Agriculture, l’urgence d’un renouveau.

Depuis quinze ans, l’agriculture Française meurt en silence.

La France vit dans l’idée qu’elle demeure une grande puissance agricole. Pourtant les chiffres sont alarmants. Elle vient de passer en peu de temps du deuxième au sixième rang des puissances agricoles exportatrices dans le monde. Naguère première puissance incontestée en Europe, la France agricole est devancée par l’Allemagne et même les Pays Bas. La production française stagne en volume, alors qu’elle augmente fortement dans le reste de l’Europe. Entre 2011 et 2017, notre excédent commercial agroalimentaire a été divisé par deux. En comme si cela ne suffisait pas, nos agriculteurs, endettés, appauvris, subissent les insultes des idéologues verts adeptes de l’ «agibasching».

« Un pays qui ne peut pas se nourrir ne saurait être un grand pays » cette formule du Général De Gaulle a été la boussole des politiques publiques françaises et européennes pendant près de cinquante ans. Elle semble avoir été oubliées. Des décisions règlementaires malencontreuses, une application idéologique et absurde des normes de production « bio », un manque de compétitivité grandissant déroulent, désormais, le tapis rouge aux importations. La souveraineté alimentaire, fondement de toute indépendance politique, ne sera bientôt plus assurée. L’agriculture française qui avait connu un essor remarquable, est un géant en train de mourir.

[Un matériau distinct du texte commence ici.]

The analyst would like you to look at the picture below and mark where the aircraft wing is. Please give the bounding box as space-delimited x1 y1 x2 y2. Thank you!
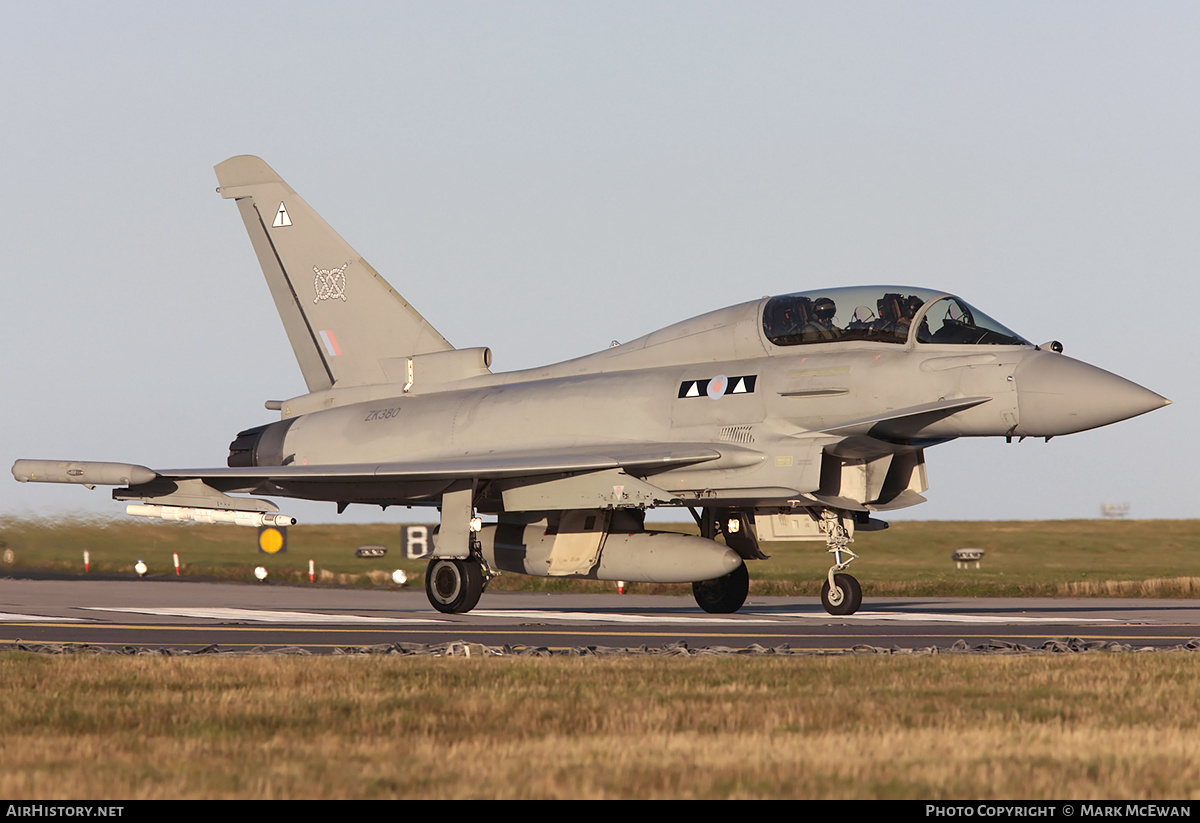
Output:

La stagnation de la productivité, les revenus en berne des agriculteurs, l’affaiblissement du maillon de production au sein de la chaine de valeur, l’écrasement des marges de l’industrie agroalimentaire victime de la guerre des prix entre les distributeurs, et les pertes de parts de marché à l’exportation tant au sein du marché unique que sur les marchés en croissance des pays tiers sont les signes inquiétants de l’état réel de notre agriculture française.

Il nous faut, d’urgence, renverser la vapeur. La transition environnementale et climatique des filières agricoles françaises a été conçue en chambre, au détriment d’une transition économiquement et socialement crédible. L’efficacité s’est effacée devant la politique de l’instant et les positionnements d’une écologie de salon, à rebours de la science et de l’agronomie. Elle s’est aussi heurtée à des reculades : l’usage des phytosanitaires est l’illustration de cette politique de gribouille. Les effets d’annonce l’ont emporté sur la réelle volonté d’accompagner l’agriculture française dans sa transition économique, écologique et numérique au sein des filières et au cœur des territoires. Ils se sont traduits non seulement par des normes, des charges et des contrôles, mais également par une instabilité et une surenchère réglementaire. Cette politique a eu pour conséquence des contraintes nationales dégradant les conditions de concurrence de l’agriculture française au sein de l’Union européenne et sur les marchés mondiaux. Les consommateurs français mangent de plus en plus des produits bio issus de l’importation. Nos agriculteurs exportent de moins en moins.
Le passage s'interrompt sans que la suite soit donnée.